Designate time each month for staff to work on collections and follow up with patients on outstanding balances. While you can turn to a collections agency, you run the risk of ruining patient relationships with harsh tactics—to say nothing of the diminished financial returns and expense of hiring an agency. To try and minimize potential collections, make sure patients are clear on your payment policies from their first visit, and have your front office staff collect outstanding balances as they’re scheduling patients for their next appointment.
5. Set aside time for staff to work on patient accounts.
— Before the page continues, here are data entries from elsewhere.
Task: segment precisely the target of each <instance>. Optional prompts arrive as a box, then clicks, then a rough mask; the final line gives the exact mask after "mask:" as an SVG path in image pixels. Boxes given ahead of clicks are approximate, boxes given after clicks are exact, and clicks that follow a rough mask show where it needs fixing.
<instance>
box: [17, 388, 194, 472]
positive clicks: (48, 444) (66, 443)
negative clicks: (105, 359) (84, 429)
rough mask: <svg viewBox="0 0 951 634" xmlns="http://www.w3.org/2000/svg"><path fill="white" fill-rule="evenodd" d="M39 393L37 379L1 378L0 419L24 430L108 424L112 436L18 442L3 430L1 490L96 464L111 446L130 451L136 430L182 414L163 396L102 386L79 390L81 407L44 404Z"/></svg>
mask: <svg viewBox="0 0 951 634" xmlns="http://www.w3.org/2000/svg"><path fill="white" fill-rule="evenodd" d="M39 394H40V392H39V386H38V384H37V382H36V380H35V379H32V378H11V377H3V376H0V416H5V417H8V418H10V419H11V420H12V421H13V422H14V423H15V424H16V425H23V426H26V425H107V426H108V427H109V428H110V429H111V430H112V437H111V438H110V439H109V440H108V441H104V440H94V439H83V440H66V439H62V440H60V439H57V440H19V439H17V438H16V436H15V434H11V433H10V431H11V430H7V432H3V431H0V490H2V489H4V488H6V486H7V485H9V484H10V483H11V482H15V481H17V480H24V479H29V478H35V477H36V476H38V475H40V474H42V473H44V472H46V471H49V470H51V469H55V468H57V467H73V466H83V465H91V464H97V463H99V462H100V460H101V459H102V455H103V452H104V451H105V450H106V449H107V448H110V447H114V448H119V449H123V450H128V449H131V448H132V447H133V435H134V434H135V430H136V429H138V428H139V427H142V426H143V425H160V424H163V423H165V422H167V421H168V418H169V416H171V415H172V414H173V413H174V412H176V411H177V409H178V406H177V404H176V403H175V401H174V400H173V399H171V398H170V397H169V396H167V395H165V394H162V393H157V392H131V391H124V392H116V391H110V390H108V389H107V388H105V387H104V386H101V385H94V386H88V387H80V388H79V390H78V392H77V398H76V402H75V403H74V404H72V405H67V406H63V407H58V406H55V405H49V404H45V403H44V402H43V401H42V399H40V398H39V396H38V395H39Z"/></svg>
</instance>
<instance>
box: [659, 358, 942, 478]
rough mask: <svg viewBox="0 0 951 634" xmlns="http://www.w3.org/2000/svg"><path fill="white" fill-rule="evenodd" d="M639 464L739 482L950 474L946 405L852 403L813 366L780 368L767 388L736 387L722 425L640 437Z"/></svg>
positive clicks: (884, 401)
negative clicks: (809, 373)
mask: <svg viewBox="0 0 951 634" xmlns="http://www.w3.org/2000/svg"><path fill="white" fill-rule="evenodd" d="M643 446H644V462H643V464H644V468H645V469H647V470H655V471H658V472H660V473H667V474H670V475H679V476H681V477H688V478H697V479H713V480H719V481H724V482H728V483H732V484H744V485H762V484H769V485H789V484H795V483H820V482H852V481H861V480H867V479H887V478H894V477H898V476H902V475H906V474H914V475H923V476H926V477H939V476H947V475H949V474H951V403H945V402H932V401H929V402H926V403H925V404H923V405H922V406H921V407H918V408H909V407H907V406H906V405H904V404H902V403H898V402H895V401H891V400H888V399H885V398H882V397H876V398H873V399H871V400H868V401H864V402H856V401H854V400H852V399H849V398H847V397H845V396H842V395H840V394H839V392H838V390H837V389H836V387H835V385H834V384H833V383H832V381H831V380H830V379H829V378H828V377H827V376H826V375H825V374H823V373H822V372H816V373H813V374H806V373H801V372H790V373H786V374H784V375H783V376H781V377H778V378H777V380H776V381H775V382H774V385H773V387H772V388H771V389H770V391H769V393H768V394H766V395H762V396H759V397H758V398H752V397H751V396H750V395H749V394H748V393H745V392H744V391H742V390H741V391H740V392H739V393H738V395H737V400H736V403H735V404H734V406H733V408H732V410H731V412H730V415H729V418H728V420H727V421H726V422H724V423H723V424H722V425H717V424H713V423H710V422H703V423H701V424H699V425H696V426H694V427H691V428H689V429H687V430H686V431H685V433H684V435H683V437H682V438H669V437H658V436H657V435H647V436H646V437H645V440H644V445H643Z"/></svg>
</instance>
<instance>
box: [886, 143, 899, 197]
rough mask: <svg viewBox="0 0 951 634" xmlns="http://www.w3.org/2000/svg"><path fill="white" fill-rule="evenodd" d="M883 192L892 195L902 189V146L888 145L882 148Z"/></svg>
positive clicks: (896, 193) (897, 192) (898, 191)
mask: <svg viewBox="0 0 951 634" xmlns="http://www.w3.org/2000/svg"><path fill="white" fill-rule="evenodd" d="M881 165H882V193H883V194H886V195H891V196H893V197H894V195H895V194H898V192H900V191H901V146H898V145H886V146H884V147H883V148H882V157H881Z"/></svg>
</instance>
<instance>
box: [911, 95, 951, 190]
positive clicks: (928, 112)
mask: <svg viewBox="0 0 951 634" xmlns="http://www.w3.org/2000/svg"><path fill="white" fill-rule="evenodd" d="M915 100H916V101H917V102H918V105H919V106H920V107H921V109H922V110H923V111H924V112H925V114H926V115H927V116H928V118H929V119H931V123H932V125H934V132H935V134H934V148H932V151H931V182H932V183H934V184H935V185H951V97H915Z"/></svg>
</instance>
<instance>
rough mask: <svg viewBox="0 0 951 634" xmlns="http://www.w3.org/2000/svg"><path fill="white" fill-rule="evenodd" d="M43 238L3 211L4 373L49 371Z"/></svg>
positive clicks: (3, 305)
It can be hard to find time for a lot of the important work that needs doing at your practice, but setting aside time for your staff to do the necessary work involved with maintaining not just your billing operation but a well-oiled practice. It’s important for your team to be reverifying benefits (ideally with WebPT eBV), checking authorizations for visits and units, auditing records, or any of the other tasks that help set the stage for a smooth billing operation.
6. Make one person responsible for each billing department.
Billing may be a team effort (for some practices), but that ethos may not be helpful when it comes to determining accountability for claims submissions. Even with clearly defined responsibilities, the lack of a single person in charge can make it harder to ultimately correct errors—or ensure errors don’t happen in the first place. By designating a responsible individual for each aspect of your billing department, you’ll have someone you can hold accountable.
7. Post payments against line item charges.
Speaking of time constraints, billing departments pressed for time at the end of the month might find it easier to dump payments into an unsigned account. And while it’s good to have the money, it’s bad if you’re not able to track exactly where it’s coming from. Your practice should be using key performance indicators (KPIs) to measure how your business is performing (specifically its billing department), and those KPIs require accurate data on which payers you’re being paid by and when, how long it’s taking to be paid, and how effective your collection process is.
8. Follow up on returned mail.
Along the same lines as collections, make sure your billing department is taking action on any patient statements that come back as returned mail. Time spent tracking down delinquent patients may not be exactly what your billing staff signed up for, but it’s essential for maximizing your revenue. It may seem like considerable effort and expense to collect on those accounts, but there are affordable solutions for skip tracing like Tracers and Skip Genie that cost $20 to $60 a month and can help you locate patients. Or, if you have a bit of time and ingenuity, there are a few free or low-cost options for skip tracing you can take advantage of as well.
At a time when clinic budgets are tight, your clinic needs to be collecting on every dollar owed in order to meet your revenue targets—which means that your billing team needs to maximize what you’re collecting and how you’re collecting it. As Wallace is fond of saying, it’s picking up the nickels and dimes that makes the difference between breaking even and making a profit.